Let's check if `meta-llama/Meta-Llama-3-8B` can run on the local hardware:

```bash
canirun meta-llama/Meta-Llama-3-8B --ctx 4096
```

This will produce a report like this:

```
 🔍 ANALYSIS REPORT: meta-llama/Meta-Llama-3-8B
 Context Length  : 4096
 Device          : NVIDIA GeForce RTX 3090
 VRAM / RAM      : 24.0 GB / 64.0 GB

╒════════════════╤══════════════╤════════════╤════════════════════════╕
│ Quantization   │   Total Est. │   KV Cache │ Compatibility          │
╞════════════════╪══════════════╪════════════╪════════════════════════╡
│ FP16           │     16.96 GB │  512.00 MB │ ✅ GPU                 │
├────────────────┼──────────────┼────────────┼────────────────────────┤
│ INT8           │      9.48 GB │  512.00 MB │ ✅ GPU                 │
├────────────────┼──────────────┼────────────┼────────────────────────┤
│ 4-bit          │      6.30 GB │  512.00 MB │ ✅ GPU                 │
├────────────────┼──────────────┼────────────┼────────────────────────┤
│ 2-bit          │      4.34 GB │  512.00 MB │ ✅ GPU                 │
╘════════════════╧══════════════╧════════════╧════════════════════════╛
```

## API Usage

You can also use `canirun` programmatically in your Python code.

```python
from canirun import canirun

model_id = "mistralai/Mistral-7B-v0.1"

# Analyze the model
result = canirun(model_id, context_length=2048)

if result and result.is_supported:
    print(f"'{model_id}' is supported on your hardware!")

    # Get the detailed report
    report = result.report()
    for quant_result in report:
        print(f"- {quant_result['quant']}: {quant_result['status']}")
else:
    print(f"'{model_id}' is not supported on your hardware.")

```

## How It Works

`canirun` works by:
1. Fetching the model's configuration from the Hugging Face Hub.
2. Calculating the memory required for the model's parameters.
3. Estimating the size of the KV cache based on the context length and model architecture.
4. Comparing the estimated memory requirements with your system's available VRAM (if a GPU is detected) or RAM.

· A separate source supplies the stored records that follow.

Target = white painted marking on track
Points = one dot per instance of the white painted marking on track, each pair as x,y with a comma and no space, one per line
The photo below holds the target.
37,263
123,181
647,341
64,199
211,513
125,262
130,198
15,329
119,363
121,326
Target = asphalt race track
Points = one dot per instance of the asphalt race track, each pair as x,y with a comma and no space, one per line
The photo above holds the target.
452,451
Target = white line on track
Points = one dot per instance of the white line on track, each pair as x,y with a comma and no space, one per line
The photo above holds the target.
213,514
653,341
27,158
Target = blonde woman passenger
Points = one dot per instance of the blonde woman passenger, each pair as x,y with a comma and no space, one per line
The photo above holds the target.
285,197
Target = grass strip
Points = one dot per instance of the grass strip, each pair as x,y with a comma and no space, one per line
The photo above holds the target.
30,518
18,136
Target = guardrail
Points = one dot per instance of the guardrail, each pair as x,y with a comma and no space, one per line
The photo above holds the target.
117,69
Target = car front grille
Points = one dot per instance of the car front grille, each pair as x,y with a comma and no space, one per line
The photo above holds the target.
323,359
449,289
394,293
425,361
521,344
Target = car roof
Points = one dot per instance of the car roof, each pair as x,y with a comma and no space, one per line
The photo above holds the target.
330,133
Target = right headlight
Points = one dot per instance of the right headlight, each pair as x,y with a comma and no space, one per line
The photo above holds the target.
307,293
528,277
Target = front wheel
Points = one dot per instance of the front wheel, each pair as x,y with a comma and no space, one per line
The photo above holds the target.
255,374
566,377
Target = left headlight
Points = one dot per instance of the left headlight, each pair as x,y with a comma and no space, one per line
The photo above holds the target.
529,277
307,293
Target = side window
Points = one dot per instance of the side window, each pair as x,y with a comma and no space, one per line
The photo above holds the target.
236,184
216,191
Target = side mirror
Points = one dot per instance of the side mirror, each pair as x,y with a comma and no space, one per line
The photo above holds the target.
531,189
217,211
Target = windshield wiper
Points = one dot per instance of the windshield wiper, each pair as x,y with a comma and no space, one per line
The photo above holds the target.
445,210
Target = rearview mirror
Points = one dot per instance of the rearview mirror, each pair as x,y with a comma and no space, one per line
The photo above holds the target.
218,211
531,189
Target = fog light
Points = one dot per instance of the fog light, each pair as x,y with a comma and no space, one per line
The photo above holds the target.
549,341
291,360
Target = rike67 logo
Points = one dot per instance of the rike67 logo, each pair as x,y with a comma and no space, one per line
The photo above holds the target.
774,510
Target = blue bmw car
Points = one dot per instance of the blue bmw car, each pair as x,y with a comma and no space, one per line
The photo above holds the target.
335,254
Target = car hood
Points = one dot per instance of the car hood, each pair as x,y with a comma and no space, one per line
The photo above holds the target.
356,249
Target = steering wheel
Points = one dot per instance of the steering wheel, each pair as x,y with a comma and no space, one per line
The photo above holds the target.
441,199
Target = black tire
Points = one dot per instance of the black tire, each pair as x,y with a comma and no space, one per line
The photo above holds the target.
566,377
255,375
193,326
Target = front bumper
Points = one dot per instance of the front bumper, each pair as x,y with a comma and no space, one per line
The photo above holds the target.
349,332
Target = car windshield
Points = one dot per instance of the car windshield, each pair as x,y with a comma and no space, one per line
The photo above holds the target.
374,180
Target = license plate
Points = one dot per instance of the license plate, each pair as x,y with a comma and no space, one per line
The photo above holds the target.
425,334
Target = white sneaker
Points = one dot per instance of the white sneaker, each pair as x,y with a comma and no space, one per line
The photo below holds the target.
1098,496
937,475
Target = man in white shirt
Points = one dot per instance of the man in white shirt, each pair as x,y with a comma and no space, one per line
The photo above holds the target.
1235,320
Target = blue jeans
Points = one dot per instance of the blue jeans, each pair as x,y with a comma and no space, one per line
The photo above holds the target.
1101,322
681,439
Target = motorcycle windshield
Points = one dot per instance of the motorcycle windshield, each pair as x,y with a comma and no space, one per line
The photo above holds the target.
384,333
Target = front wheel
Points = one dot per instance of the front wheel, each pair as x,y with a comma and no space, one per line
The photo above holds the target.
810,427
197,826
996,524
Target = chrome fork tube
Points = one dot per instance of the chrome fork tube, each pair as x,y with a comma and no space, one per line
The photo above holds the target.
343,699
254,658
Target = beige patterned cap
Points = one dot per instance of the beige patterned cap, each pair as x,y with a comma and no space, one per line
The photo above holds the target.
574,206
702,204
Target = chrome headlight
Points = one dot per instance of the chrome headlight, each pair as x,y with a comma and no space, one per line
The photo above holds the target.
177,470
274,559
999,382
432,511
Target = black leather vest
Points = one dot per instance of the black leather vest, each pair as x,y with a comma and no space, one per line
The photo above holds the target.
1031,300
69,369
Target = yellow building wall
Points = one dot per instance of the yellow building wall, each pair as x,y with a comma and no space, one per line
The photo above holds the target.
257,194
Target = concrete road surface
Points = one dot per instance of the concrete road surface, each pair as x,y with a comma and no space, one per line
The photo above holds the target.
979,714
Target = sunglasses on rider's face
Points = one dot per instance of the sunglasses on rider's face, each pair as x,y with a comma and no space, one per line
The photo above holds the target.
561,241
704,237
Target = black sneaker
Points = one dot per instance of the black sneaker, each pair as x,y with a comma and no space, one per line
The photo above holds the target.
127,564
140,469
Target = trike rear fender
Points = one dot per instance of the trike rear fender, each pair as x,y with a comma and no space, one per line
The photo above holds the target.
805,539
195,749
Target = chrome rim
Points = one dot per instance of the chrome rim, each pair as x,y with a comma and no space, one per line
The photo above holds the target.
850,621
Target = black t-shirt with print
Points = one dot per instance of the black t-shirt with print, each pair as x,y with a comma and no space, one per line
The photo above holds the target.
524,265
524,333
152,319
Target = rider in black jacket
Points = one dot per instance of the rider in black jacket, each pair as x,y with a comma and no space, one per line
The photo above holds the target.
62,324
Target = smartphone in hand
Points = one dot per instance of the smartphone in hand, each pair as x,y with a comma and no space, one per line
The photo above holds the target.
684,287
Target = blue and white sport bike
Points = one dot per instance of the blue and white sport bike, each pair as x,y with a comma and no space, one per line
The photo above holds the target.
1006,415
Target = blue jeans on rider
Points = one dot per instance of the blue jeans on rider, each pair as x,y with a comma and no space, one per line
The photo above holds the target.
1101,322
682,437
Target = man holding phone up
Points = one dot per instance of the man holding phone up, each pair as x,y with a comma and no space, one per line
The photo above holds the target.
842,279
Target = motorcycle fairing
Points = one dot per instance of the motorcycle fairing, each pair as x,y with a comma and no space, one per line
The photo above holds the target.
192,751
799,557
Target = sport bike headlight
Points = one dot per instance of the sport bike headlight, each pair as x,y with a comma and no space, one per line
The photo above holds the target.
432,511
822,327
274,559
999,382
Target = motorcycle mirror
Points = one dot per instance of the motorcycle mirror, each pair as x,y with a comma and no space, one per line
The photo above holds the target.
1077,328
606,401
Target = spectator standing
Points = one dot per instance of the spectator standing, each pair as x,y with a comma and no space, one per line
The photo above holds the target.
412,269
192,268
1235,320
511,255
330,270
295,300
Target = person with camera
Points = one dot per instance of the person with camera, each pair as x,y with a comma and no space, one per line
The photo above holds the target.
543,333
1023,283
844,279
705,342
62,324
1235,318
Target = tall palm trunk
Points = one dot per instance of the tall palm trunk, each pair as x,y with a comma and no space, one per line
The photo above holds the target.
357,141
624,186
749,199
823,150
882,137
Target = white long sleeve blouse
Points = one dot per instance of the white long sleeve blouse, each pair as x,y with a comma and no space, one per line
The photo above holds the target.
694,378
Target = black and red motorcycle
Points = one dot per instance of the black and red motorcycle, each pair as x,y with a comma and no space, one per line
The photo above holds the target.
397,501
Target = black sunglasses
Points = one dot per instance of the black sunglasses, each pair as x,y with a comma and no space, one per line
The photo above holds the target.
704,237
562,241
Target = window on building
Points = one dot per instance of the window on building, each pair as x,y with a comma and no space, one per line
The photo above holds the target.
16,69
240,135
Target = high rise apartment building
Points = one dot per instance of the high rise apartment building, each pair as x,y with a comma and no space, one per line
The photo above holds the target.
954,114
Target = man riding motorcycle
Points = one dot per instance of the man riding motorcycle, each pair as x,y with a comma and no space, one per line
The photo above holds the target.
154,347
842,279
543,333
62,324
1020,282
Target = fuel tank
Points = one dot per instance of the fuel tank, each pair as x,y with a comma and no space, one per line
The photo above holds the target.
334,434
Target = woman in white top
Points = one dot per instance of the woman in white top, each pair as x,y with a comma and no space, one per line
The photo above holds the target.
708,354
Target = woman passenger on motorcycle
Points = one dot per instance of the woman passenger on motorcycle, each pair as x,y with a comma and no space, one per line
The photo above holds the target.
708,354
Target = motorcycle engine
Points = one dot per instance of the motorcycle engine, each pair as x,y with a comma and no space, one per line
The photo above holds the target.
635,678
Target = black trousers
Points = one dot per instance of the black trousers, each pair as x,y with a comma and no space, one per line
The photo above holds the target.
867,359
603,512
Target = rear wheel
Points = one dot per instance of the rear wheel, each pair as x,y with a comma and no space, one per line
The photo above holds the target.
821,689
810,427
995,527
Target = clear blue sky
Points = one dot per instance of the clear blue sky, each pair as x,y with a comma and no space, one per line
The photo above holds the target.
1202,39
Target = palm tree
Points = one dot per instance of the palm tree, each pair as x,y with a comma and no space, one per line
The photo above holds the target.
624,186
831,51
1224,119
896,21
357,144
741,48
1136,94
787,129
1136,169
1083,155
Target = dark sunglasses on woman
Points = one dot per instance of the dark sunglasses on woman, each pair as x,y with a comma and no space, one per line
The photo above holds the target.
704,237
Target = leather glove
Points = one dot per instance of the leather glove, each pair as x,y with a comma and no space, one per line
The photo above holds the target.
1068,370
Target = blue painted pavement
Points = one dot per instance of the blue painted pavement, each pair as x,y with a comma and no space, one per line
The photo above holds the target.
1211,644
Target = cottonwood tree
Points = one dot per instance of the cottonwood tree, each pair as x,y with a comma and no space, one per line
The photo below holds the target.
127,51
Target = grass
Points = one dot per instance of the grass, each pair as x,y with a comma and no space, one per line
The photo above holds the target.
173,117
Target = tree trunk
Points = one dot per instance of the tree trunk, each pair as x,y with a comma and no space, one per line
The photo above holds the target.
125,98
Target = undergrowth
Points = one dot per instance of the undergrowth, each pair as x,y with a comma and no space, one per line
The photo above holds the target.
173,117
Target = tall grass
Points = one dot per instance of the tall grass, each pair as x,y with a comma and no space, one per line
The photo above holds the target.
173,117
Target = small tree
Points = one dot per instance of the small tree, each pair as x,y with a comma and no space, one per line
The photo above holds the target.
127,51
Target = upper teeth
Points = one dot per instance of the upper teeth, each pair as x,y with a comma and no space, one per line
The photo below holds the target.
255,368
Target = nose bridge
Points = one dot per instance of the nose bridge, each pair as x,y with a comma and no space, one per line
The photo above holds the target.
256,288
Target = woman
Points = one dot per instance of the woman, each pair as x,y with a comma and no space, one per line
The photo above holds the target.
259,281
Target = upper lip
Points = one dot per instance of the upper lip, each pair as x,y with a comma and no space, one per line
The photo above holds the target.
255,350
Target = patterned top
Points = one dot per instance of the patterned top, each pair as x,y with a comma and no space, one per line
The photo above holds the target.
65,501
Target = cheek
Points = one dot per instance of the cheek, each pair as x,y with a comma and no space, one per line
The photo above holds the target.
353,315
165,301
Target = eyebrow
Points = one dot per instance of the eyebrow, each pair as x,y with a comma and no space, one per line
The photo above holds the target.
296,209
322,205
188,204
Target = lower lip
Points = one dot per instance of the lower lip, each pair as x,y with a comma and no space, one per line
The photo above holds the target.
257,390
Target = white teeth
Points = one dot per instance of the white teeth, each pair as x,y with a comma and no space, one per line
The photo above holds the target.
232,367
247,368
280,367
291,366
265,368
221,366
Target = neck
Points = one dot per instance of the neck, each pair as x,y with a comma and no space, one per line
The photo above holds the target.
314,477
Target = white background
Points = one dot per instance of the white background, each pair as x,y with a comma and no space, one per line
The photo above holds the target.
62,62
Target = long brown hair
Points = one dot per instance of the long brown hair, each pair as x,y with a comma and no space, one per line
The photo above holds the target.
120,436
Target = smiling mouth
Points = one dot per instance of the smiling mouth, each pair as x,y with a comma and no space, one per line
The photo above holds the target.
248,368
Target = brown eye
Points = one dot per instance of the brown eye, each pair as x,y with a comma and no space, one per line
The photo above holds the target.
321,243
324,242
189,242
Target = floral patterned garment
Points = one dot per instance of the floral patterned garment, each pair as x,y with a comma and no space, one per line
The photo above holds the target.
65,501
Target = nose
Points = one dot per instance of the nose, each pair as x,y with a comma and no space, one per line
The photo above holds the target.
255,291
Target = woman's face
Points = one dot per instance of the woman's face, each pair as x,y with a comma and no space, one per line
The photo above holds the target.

The tool checks for different levels of quantization to see if a smaller, quantized version of the model could fit.

## Development

This project maintains strict code quality standards:

[![Code style: black](https://img.shields.io/badge/code%20style-black-000000.svg)](https://github.com/psf/black)
[![Linting: Ruff](https://img.shields.io/endpoint?url=https://raw.githubusercontent.com/astral-sh/ruff/main/assets/badge/v2.json)](https://github.com/astral-sh/ruff)
[![Checked with mypy](https://www.mypy-lang.org/static/mypy_badge.svg)](https://mypy-lang.org/)
[![Imports: isort](https://img.shields.io/badge/%20imports-isort-%231674b1?style=flat&labelColor=ef8336)](https://pycqa.github.io/isort/)

- **Formatter**: Black
- **Linter**: Ruff
- **Type Checking**: MyPy (Strict)
- **Docstrings**: Google Style

## License

This project is licensed under the MIT License - see the [LICENSE](LICENSE) file for details.